The BC improv troupe, which had previously been home to Amy Poehler, served as fertile ground for Esposito’s inspiration. “It was the first time I saw somebody I had felt tangentially connected to who was doing [professional comedy] and had started in a similar place,” she said. “Of course, at the time, I had no idea how many steps there were between college improv and Saturday Night Live, but I thought if Amy can do it, it’s possible.”
Esposito’s comedy takes an unflinching look at the issues that matter to her most: those that affect women and LGBT communities. Her treatment of subjects like coming out, battling stereotypes and contending with male-dominated society have all but defined her career: A Tumblr post on rape culture planted the seed for her A.V. Club column, and in a recent episode of Put Your Hands Together, she claims to have written “the greatest period joke of all time.”

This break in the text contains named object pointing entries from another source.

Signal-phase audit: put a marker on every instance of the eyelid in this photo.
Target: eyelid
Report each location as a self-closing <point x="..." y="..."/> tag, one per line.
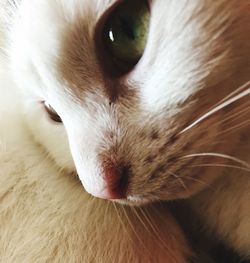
<point x="108" y="68"/>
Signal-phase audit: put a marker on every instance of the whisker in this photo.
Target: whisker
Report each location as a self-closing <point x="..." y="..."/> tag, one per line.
<point x="237" y="97"/>
<point x="199" y="181"/>
<point x="235" y="127"/>
<point x="220" y="155"/>
<point x="221" y="165"/>
<point x="180" y="181"/>
<point x="238" y="90"/>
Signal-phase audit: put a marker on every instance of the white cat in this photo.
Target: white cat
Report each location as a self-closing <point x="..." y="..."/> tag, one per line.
<point x="46" y="216"/>
<point x="152" y="96"/>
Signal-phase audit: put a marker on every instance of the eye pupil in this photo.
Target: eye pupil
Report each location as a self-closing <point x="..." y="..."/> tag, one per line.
<point x="125" y="35"/>
<point x="127" y="29"/>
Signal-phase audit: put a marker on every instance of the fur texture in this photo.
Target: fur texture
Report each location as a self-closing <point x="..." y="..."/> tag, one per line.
<point x="46" y="216"/>
<point x="197" y="58"/>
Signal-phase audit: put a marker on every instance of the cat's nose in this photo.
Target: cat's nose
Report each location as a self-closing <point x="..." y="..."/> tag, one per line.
<point x="116" y="178"/>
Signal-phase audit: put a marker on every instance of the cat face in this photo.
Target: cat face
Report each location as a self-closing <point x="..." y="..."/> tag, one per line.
<point x="129" y="93"/>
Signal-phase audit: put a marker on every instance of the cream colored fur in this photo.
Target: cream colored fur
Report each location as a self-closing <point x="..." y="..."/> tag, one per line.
<point x="46" y="216"/>
<point x="197" y="54"/>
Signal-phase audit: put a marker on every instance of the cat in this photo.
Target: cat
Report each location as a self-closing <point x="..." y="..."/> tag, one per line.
<point x="46" y="216"/>
<point x="151" y="98"/>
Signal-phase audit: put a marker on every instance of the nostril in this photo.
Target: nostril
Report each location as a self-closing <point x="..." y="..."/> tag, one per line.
<point x="116" y="177"/>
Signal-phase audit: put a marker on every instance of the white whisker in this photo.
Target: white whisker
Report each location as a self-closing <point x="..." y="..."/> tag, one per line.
<point x="220" y="165"/>
<point x="221" y="155"/>
<point x="180" y="181"/>
<point x="234" y="92"/>
<point x="218" y="108"/>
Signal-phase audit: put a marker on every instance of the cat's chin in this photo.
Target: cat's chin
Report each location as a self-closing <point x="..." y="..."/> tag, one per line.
<point x="133" y="201"/>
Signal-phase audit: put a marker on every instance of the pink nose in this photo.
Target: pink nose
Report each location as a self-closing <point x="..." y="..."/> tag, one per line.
<point x="116" y="179"/>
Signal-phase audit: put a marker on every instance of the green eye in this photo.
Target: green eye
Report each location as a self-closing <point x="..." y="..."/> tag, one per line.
<point x="126" y="32"/>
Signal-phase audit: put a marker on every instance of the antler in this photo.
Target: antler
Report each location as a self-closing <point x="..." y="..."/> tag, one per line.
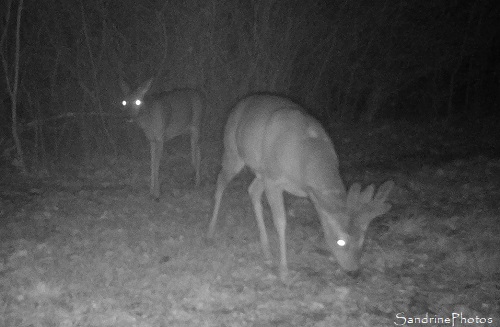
<point x="365" y="205"/>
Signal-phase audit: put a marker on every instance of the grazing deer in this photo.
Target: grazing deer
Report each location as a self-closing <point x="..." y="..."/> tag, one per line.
<point x="289" y="150"/>
<point x="163" y="116"/>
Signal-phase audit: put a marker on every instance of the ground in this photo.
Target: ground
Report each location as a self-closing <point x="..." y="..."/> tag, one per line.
<point x="88" y="246"/>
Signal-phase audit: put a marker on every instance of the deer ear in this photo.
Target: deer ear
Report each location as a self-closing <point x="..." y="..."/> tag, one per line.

While her engagement with comedy isn’t exclusively political, Esposito does believe that exposing underrepresented voices can serve as a catalyst for social change. Simply to be a woman or gay person and express oneself honestly, she says, can be an act of revolutionary significance. “We’ve been silenced; we’re not the norm in culture, in such a way that just to be real about who you are is making a grand statement,” she said.

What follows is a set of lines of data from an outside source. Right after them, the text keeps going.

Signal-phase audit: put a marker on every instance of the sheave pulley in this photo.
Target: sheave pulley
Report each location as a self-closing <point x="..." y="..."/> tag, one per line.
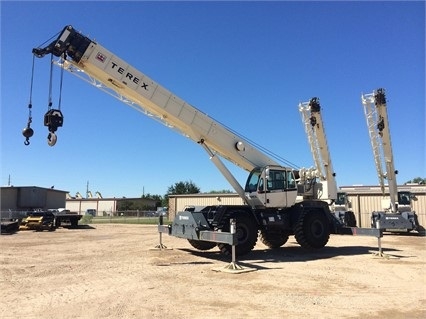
<point x="53" y="118"/>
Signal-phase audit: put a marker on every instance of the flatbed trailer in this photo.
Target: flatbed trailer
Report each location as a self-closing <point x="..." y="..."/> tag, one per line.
<point x="70" y="218"/>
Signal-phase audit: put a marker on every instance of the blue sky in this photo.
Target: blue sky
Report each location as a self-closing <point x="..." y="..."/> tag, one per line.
<point x="246" y="64"/>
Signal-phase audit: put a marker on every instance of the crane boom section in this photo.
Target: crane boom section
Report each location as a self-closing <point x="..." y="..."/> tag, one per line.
<point x="375" y="111"/>
<point x="85" y="57"/>
<point x="314" y="128"/>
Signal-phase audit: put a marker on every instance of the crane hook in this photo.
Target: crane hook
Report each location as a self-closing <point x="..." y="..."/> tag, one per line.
<point x="51" y="139"/>
<point x="28" y="131"/>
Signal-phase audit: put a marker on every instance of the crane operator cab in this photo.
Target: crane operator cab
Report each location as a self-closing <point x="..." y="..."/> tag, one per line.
<point x="271" y="187"/>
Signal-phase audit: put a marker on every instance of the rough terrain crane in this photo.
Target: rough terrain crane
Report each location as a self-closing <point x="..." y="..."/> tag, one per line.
<point x="270" y="191"/>
<point x="327" y="185"/>
<point x="397" y="214"/>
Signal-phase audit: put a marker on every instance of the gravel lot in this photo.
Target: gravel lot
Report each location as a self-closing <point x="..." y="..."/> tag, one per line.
<point x="114" y="271"/>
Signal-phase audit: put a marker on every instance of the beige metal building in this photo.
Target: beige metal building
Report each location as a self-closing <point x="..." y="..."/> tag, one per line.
<point x="105" y="206"/>
<point x="364" y="200"/>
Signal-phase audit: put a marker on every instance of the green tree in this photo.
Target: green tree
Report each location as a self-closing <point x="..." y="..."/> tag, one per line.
<point x="180" y="188"/>
<point x="183" y="188"/>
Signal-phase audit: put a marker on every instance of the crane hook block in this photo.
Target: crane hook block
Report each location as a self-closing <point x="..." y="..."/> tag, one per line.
<point x="53" y="119"/>
<point x="51" y="139"/>
<point x="27" y="132"/>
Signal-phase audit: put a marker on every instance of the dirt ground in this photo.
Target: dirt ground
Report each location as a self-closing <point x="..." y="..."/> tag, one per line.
<point x="114" y="271"/>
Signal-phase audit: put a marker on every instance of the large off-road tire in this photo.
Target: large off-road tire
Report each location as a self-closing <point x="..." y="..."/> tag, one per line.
<point x="350" y="220"/>
<point x="246" y="230"/>
<point x="273" y="239"/>
<point x="202" y="244"/>
<point x="312" y="230"/>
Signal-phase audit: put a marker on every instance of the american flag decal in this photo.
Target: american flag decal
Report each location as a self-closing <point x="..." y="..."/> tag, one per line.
<point x="101" y="57"/>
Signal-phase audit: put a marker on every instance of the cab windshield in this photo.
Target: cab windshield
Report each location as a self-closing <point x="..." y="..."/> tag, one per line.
<point x="253" y="180"/>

As for feminism, Esposito considers it a no-brainer. “I’m a feminist because I’m a woman,” she said. “If you’re a woman and you’re not a feminist, I don’t know what’s up with you. Because feminism really just means sharing.”

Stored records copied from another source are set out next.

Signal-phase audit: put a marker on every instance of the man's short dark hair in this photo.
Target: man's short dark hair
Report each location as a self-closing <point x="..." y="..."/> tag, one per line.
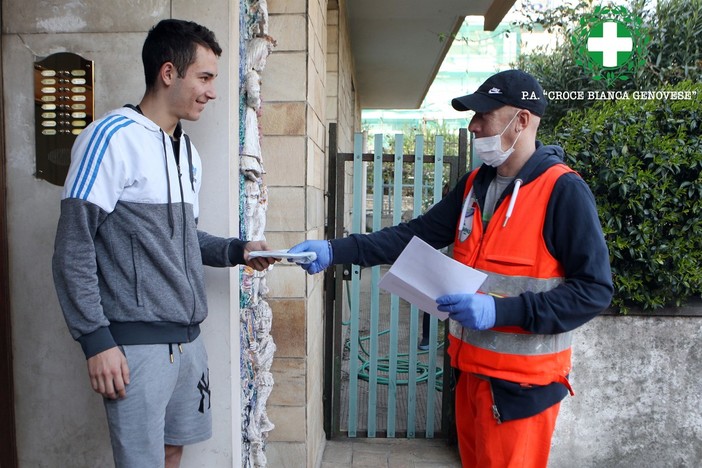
<point x="174" y="41"/>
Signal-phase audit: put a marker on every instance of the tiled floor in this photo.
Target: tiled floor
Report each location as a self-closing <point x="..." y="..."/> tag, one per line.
<point x="390" y="453"/>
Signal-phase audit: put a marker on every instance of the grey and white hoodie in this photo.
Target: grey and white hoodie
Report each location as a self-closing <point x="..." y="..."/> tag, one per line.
<point x="128" y="258"/>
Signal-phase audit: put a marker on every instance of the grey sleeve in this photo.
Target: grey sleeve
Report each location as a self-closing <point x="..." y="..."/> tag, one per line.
<point x="220" y="251"/>
<point x="75" y="275"/>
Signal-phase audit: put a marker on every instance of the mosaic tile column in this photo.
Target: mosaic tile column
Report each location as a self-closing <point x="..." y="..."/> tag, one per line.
<point x="257" y="346"/>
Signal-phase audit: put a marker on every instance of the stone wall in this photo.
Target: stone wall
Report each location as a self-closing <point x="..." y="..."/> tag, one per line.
<point x="294" y="139"/>
<point x="638" y="396"/>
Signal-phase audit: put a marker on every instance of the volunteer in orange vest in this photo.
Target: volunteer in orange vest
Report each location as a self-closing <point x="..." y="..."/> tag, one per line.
<point x="530" y="223"/>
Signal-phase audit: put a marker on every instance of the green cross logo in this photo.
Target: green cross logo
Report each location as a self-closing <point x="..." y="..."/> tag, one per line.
<point x="610" y="44"/>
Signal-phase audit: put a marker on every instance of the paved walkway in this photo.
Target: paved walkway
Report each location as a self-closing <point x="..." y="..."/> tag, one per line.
<point x="390" y="453"/>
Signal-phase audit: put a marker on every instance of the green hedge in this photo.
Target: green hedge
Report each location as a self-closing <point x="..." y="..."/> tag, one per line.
<point x="643" y="161"/>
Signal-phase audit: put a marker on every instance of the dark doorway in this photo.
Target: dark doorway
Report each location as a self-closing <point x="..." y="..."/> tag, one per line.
<point x="8" y="445"/>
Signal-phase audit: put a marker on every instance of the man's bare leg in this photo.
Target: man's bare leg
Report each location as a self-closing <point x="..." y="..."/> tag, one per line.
<point x="173" y="455"/>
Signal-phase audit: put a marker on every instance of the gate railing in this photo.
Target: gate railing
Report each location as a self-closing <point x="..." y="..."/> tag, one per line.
<point x="377" y="370"/>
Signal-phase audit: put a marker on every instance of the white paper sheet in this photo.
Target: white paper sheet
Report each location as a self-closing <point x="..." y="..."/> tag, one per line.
<point x="421" y="274"/>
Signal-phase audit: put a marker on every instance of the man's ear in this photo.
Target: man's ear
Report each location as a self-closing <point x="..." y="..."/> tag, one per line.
<point x="168" y="73"/>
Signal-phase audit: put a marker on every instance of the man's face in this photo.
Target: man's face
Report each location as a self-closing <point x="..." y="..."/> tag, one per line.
<point x="190" y="94"/>
<point x="486" y="124"/>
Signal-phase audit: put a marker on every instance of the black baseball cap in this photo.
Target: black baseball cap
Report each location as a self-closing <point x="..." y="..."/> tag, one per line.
<point x="511" y="87"/>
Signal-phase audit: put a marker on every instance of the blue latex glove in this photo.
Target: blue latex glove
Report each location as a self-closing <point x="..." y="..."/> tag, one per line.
<point x="323" y="251"/>
<point x="474" y="311"/>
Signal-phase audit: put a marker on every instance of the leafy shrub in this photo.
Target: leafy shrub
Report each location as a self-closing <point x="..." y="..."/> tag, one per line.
<point x="643" y="161"/>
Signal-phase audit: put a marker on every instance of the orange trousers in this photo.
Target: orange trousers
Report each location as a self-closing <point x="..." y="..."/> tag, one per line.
<point x="485" y="443"/>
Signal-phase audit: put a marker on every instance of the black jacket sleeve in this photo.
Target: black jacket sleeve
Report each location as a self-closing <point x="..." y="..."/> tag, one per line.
<point x="437" y="227"/>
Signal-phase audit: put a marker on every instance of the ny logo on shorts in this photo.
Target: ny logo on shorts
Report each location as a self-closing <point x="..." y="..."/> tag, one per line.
<point x="204" y="386"/>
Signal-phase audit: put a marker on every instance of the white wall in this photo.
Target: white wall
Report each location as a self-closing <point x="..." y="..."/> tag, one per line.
<point x="60" y="420"/>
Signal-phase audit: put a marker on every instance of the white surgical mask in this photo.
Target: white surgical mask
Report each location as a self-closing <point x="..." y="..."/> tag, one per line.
<point x="489" y="149"/>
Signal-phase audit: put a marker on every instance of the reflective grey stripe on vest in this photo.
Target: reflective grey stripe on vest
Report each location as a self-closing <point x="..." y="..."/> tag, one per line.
<point x="510" y="286"/>
<point x="512" y="343"/>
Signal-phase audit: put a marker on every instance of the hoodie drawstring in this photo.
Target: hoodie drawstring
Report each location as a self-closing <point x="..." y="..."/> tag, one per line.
<point x="513" y="200"/>
<point x="190" y="161"/>
<point x="171" y="222"/>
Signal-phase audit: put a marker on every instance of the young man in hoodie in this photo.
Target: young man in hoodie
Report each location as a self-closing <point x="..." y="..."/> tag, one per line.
<point x="128" y="259"/>
<point x="530" y="223"/>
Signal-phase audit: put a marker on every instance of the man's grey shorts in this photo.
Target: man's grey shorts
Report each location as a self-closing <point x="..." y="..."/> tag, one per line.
<point x="167" y="403"/>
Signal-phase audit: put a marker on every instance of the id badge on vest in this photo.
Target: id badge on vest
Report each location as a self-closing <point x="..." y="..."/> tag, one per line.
<point x="465" y="226"/>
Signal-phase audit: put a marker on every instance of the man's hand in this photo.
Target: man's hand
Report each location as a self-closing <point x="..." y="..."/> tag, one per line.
<point x="324" y="255"/>
<point x="109" y="373"/>
<point x="257" y="263"/>
<point x="474" y="311"/>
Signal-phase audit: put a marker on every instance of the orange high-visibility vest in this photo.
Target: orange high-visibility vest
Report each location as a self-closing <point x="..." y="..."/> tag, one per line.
<point x="514" y="255"/>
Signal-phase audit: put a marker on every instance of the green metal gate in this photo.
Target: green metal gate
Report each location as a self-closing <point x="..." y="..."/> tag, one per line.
<point x="377" y="383"/>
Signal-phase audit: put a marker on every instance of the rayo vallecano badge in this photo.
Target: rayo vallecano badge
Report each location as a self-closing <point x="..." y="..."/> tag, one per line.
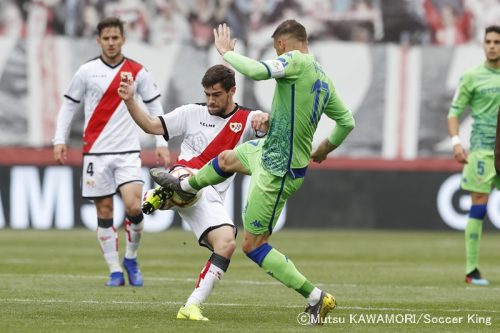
<point x="235" y="127"/>
<point x="125" y="76"/>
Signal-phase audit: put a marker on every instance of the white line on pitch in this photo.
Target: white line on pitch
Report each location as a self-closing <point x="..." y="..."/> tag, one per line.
<point x="361" y="308"/>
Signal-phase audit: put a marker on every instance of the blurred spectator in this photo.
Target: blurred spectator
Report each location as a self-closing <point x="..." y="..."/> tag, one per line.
<point x="486" y="13"/>
<point x="11" y="21"/>
<point x="90" y="19"/>
<point x="46" y="17"/>
<point x="404" y="21"/>
<point x="202" y="16"/>
<point x="356" y="20"/>
<point x="449" y="23"/>
<point x="134" y="14"/>
<point x="168" y="24"/>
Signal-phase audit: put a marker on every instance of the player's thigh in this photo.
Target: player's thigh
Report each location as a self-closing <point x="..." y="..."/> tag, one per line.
<point x="479" y="173"/>
<point x="267" y="195"/>
<point x="131" y="195"/>
<point x="208" y="213"/>
<point x="249" y="154"/>
<point x="97" y="177"/>
<point x="127" y="169"/>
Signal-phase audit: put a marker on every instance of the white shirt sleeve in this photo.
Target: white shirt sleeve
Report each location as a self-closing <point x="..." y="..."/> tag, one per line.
<point x="176" y="121"/>
<point x="250" y="133"/>
<point x="64" y="118"/>
<point x="70" y="105"/>
<point x="146" y="87"/>
<point x="150" y="94"/>
<point x="77" y="87"/>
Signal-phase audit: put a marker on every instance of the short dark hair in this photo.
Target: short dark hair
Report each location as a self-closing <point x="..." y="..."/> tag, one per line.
<point x="110" y="22"/>
<point x="292" y="28"/>
<point x="219" y="74"/>
<point x="492" y="28"/>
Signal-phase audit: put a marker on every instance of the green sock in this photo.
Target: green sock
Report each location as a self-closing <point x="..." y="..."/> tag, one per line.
<point x="282" y="269"/>
<point x="472" y="242"/>
<point x="205" y="176"/>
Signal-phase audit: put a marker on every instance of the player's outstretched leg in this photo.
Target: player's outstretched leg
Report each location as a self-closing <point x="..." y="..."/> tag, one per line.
<point x="133" y="227"/>
<point x="155" y="199"/>
<point x="213" y="272"/>
<point x="319" y="311"/>
<point x="475" y="278"/>
<point x="170" y="182"/>
<point x="473" y="231"/>
<point x="280" y="267"/>
<point x="108" y="241"/>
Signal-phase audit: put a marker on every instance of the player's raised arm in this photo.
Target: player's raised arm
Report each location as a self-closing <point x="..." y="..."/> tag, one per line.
<point x="249" y="67"/>
<point x="145" y="121"/>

Esposito’s work has garnered attention from fans of all genders, LGBT-identified and otherwise. As the title of her series Ask A Lesbian might indicate, she’s become something of a go-to spokesperson for queer issues, a role she approaches rather thoughtfully.
“The alternative to being the accidental lesbian spokesperson is that a straight white guy becomes the accidental spokesperson for, you know, anyone who’s not a straight white guy,” she said. “It’s always nice to have allies, but when you never hear from the people these issues affect, it becomes a problem.”
Esposito became aware of this representational gap when considering whether to write a standup bit about equal marriage. The topic had risen to near-universal popularity among comics of all backgrounds, and Esposito realized that if she neglected to participate in the conversation, she’d be the only one staying silent. She would also, she said, be one of very few comics for whom the issue bore personal relevance. To combat that potentially harmful dissonance, Esposito’s work engages boldly with the personal.
Despite her focus on LGBT and feminist issues, Esposito estimates that the fans she attracts are mostly straight. What’s great about that, she says, is that it represents real life; queer people live mostly within straight society, so bringing the two groups into dialogue via comedy can serve an invaluable purpose. “Most gay or queer people are minorities in their own families,” Esposito said. “We’re in the mix. And so [my work] is partly instructive, partly just goofing around and allowing people to see something they might not otherwise see.”
Esposito’s minority status within her conservative Catholic family has informed both her comedy and her activism. She recently published an interview in The A.V. Club with her father in which the two discuss religion and queerness, specifically in terms of Cameron’s coming out. The interview, as stunningly honest as the rest of Esposito’s work, tenders hope for queer people attempting to come out in reluctant families.
Born to Italian-American Catholic parents in Chicago, Esposito attended a parochial grade school and studied theology at Boston College. The Catholic faith attracted her for its emphasis on community building. “[Religion] was the only way I knew that people got together, talked about what was important to them and tried to be kind to each other,” she said. “It was my basis for how to process the world.”
Those attitudes changed when Esposito began to consider her own place within the religion. She first stepped away from Catholicism when she studied more closely the religion’s teachings on women; her full break with the faith occurred when she came out. “I was at a very conservative school where sexual orientation was not covered in the non-discrimination policy, so technically, I could have been kicked out of school, which was really stressful and isolating.”
As her family and her community eventually shifted away from some of the less tolerant ramifications of Catholicism, Esposito found a new system of faith in stand up. The topics she once addressed through religious study and prayer she now treats through humor. To Esposito, comedy is simply another means for engaging with the exigencies of being human.
“Standup has been a great way to channel all those questions of ‘What are we?,’ ‘How do we connect to each other?’ and ‘What’s important to us?’” explained Esposito. “It’s all just a form of struggling, coming together, seeing what’s real.”